The notion that NC1 expression is required for SCC development in RDEB patients was recently challenged by the isolation of keratinocytes from two RDEB patients with SCC that lack procollagen VII expression (9). It is also worth noting that NC1-dependent tumor-formation has as yet only been described in keratinocytes that were immortalized by the coexpression of Ha-RasV12 and mutant IκBα to inhibit NF-κB activity. Ha-Ras mutations are relatively infrequent in sporadic SCC (10–14) and, at least in fibroblasts, Ha-Ras itself has significant effects on the production of extracellular matrix components, including fibronectin and collagen I (15). This complicates the interpretation of results in Ha-Ras-V12 expressing keratinocytes, as they relate to extracellular matrix composition and tumor-formation. Thus, it will be important to resolve whether NC1 expression is required for tumorigenesis in models of RDEB SCC other than the Ha-RasV12/IκBα model.

Ortiz-Urda and colleagues (8,16) also proposed a molecular mechanism by which NC1 could participate in tumor development based on studies using antibodies reactive with NC1 sequences and predicted to disrupt the interaction of NC1 with laminin 3321. These antibodies inhibited tumorigenicity of Ha-RasV12-transformed NC1-expressing RDEB keratinocytes and inhibited PI-3-kinase activity in these cells. PI-3-kinase activation has been previously shown to provide robust survival signals to multiple epithelial cell types (17,18), including keratinocytes (19).
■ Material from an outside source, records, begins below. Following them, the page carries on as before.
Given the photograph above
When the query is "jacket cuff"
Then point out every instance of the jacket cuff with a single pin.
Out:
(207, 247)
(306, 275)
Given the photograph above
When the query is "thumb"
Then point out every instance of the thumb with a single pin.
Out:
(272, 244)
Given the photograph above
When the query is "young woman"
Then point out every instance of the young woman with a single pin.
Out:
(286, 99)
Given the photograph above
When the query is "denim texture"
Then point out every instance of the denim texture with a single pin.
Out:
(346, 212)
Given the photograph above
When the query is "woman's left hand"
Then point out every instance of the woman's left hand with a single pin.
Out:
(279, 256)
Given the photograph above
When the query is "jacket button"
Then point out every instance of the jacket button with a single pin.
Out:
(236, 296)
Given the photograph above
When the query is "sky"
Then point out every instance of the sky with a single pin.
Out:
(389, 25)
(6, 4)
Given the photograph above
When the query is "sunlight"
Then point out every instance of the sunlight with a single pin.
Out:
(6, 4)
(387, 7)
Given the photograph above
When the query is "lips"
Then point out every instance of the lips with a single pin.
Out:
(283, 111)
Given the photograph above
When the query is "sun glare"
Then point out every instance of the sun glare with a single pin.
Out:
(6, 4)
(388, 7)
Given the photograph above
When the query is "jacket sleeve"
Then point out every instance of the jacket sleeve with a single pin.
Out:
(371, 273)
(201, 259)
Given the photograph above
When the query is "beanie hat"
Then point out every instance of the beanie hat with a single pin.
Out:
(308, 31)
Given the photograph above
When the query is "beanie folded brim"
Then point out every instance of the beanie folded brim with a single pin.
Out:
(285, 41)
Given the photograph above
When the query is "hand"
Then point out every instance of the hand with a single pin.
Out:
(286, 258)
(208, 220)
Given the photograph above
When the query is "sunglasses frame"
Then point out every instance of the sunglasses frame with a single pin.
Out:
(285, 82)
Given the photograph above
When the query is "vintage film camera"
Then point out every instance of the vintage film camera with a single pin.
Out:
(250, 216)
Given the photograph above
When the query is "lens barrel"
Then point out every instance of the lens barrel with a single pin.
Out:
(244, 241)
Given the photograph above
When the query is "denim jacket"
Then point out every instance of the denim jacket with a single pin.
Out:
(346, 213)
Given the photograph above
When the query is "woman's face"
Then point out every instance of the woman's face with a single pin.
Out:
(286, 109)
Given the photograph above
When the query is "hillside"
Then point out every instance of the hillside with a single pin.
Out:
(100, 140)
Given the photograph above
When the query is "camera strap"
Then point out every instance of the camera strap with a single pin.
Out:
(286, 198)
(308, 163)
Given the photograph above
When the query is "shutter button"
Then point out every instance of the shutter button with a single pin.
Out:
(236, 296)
Furthermore, in keratinocytes, integrin-mediated matrix adhesion significantly contributes to PI-3-kinase/Akt activation (19,20). Incidentally, aberrant high-level expression of laminin 332 has also been shown to induce anchorage-independent survival of malignant mammary epithelial cells dependent on α6β4 integrin expression and Rac/NF-κB signaling (21). Collectively, these results suggest the intriguing possibility that the NC1/laminin 332 interaction serves to trigger integrin-mediated signals essential for the survival of transformed keratinocytes in the anchorage-independent state. Implicitly, these results also suggest that the collagenous (C7) and C-terminal (NC2) domains of procollagen VII are not required for α6β4 integrin-mediated survival signaling. This provokes the question whether other means of blocking NC1 expression or function, for example antisense approaches, similarly disrupt tumorigenicity and signal transduction in NC1-expressing keratinocytes.
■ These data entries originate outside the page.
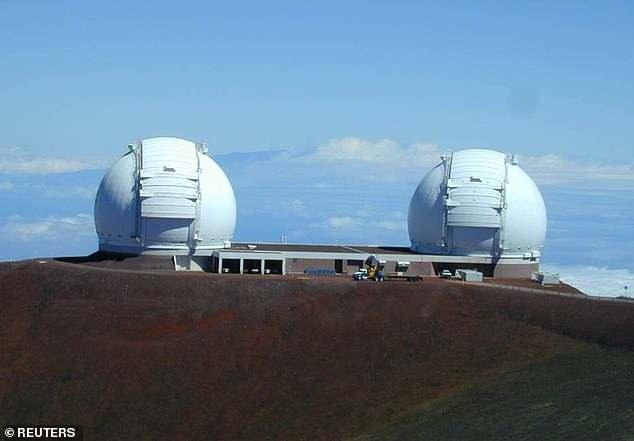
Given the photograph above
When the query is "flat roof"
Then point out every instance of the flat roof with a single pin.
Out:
(311, 248)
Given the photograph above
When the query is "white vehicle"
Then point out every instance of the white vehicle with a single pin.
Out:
(362, 274)
(445, 274)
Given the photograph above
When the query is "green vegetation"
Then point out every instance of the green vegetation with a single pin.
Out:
(584, 395)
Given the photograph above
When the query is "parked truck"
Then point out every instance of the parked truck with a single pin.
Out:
(373, 270)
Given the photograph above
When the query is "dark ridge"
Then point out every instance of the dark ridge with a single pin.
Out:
(168, 355)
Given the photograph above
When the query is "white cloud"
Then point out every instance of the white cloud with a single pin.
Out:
(595, 281)
(52, 227)
(341, 222)
(555, 169)
(352, 149)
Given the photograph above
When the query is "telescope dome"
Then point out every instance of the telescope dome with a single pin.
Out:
(165, 195)
(477, 203)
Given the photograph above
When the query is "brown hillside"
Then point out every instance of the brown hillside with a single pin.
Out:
(143, 355)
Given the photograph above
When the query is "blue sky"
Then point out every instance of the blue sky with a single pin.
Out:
(551, 82)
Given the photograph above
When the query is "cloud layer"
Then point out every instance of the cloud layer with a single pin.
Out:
(346, 190)
(605, 282)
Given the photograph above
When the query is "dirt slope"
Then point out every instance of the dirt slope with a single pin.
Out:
(142, 355)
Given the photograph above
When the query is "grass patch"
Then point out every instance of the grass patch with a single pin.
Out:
(583, 395)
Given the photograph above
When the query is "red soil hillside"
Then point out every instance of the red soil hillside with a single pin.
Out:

The extensive and recurrent blistering in RDEB patients attests to the fact that the C7/NC2 domains are essential for anchoring keratinocytes to the BMZ. C7/NC2-dependent BMZ attachment may also serve a critical role in preventing the dissemination of keratinocytes to inappropriate sites, as observed during the metastatic process. Thus, it is possible that the convergence of two mechanisms contributes to the clinical aggressiveness of SCCs in RDEB patients expressing NC1 (Fig. 1). Whereas loss of C7/NC2-dependent cell anchorage enables keratinocyte dissemination, retention of the NC1 domain enables signal transduction in support of cell survival during transit to metastatic sites. Finally, RDEB patients do not develop SCCs immediately after birth but in later life. Thus, oncogenic mechanisms other than NC1-dependent events are likely to contribute to the clinically aggressive, metastatic phenotype of RDEB-associated SCCs and potentially related to the extensive scarring associated with RDEB. Whereas the precise nature of cooperating oncogenic events in RDEB-associated SCC is unknown, it would be worthwhile to investigate whether such mechanisms affect molecular pathways in sporadic SCCs as well.